Paul pressa chaleureusement la main de son frère.
— Quand on pense que c’est toi qui m’as amené cet ange consolateur, reprit-il joyeusement ; sans ton amitié dévouée, j’ignorerais encore la douceur d’être aimé par ma fille, ma fille à moi, qui n’a que moi, et qui n’aime que moi ! Je suis un égoïste, n’est-ce pas ? ajouta-t-il en riant d’un beau rire franc que Michel n’avait pas entendu depuis plus de dix ans. À propos, – j’y ai pensé bien tard, – c’était une singulière commission que celle que je t’avais donnée de racoler une gouvernante et d’emmener un enfant. Dans ce premier moment, j’étais si malade, et ensuite si troublé de voir dans ma maison ce petit morceau de chair qui dépendait uniquement de moi, – c’était une idée à laquelle je ne pouvais me faire, – j’étais si bouleversé, que je n’ai même pas pensé que ton départ mystérieux avait dû causer quelques commérages.
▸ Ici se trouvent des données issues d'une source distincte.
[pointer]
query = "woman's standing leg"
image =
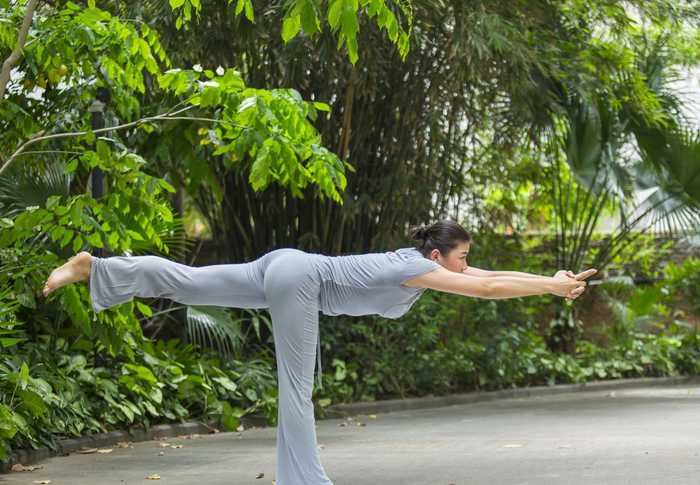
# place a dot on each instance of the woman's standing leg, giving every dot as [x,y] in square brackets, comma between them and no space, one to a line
[116,279]
[292,289]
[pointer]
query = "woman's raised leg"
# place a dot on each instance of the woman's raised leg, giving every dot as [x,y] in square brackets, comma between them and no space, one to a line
[116,279]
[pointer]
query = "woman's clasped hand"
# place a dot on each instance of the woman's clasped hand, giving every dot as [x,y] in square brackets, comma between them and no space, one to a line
[570,285]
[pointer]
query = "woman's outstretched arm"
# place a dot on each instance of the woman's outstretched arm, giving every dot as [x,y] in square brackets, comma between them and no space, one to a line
[500,287]
[484,273]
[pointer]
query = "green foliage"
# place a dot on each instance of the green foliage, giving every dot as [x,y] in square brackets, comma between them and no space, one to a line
[310,16]
[49,390]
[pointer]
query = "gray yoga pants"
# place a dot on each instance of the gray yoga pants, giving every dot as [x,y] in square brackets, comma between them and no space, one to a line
[285,282]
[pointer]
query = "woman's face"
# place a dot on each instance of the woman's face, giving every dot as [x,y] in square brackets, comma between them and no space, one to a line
[456,259]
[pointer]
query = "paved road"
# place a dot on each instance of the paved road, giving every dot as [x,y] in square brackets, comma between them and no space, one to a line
[631,436]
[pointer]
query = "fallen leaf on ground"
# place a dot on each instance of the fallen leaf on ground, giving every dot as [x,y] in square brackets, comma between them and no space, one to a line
[18,467]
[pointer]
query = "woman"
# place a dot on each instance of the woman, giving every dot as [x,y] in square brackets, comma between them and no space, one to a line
[294,286]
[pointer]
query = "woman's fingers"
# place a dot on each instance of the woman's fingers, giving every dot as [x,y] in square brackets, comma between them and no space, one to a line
[586,274]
N’as-tu pas eu des désagréments à ce sujet ? Voilà ce que je ne me pardonnerais pas.
— Non, répondit Michel plein de la joie du sacrifice, refoulant impitoyablement le flot de tristes souvenirs qui montait dans son âme : je n’ai pas eu de désagréments.
— Personne ne t’en a parlé ?
— Si : la tante Avérief.
— Que lui as-tu dit ?
— Que je ne pouvais rien dire.
— Elle a cru que l’enfant était à toi ?
— Non ; elle l’eût cru, que ma parole eût suffi pour la détromper.
— Vous êtes bien ensemble ?
— Je l’aime comme une mère.
— Crois-tu qu’elle fasse bon accueil à ma fille ?
Michel hésita.
— Je ne sais pas, dit-il enfin ; autrefois j’aurais dit : non, certainement ; maintenant je la connais mieux ; c’est peut-être elle qui a changé ; mais je ne peux pas te dire ce qu’elle fera dans cette circonstance.
— J’irai la voir et je le lui demanderai moi-même. C’est un ange sévère, mais c’est un ange, – dans le genre de celui qui gardait la porte du Paradis, hé ! Michel ?
Il riait de si bon cœur, que Michel se mit à rire avec lui. Leur adolescence était revenue pendant qu’ils causaient côte à côte.
— Je m’en vais, à demain, dit brusquement Paul en se levant.
— Déjà ? il n’est pas encore neuf heures et demie !
— Il faut que j’aille coucher ma fille, répondit Paul en souriant : elle ne dormirait pas si un autre que moi lui mettait la tête sur l’oreiller. Ah ! je la gâte bien, tu verras ; mais elle n’est pas méchante.
Il sortit d’un pas jeune et leste. La paternité l’avait renouvelé de la tête aux pieds.
Michel, en se rasseyant devant ses comptes, resta un moment immobile, regardant dans le vague. Une joie amère, mais intense, l’envahissait doucement.
— Ma peine au moins n’est pas restée inutile, se dit-il enfin : j’ai perdu Marthe, mais mon frère est sauvé, cette enfant aussi… Je suis content.
Et Michel remercia sa destinée, pendant que de grosses larmes, au souvenir de ses tortures, montaient à ses yeux fatigués.
— C’est extraordinaire, pensa-t-il, comme les chiffres fatiguent la vue ! J’en ai assez pour ce soir.
Il repoussa ses comptes et se mit à rêver. Sa rêverie fut douce et son sommeil profond, cette nuit-là.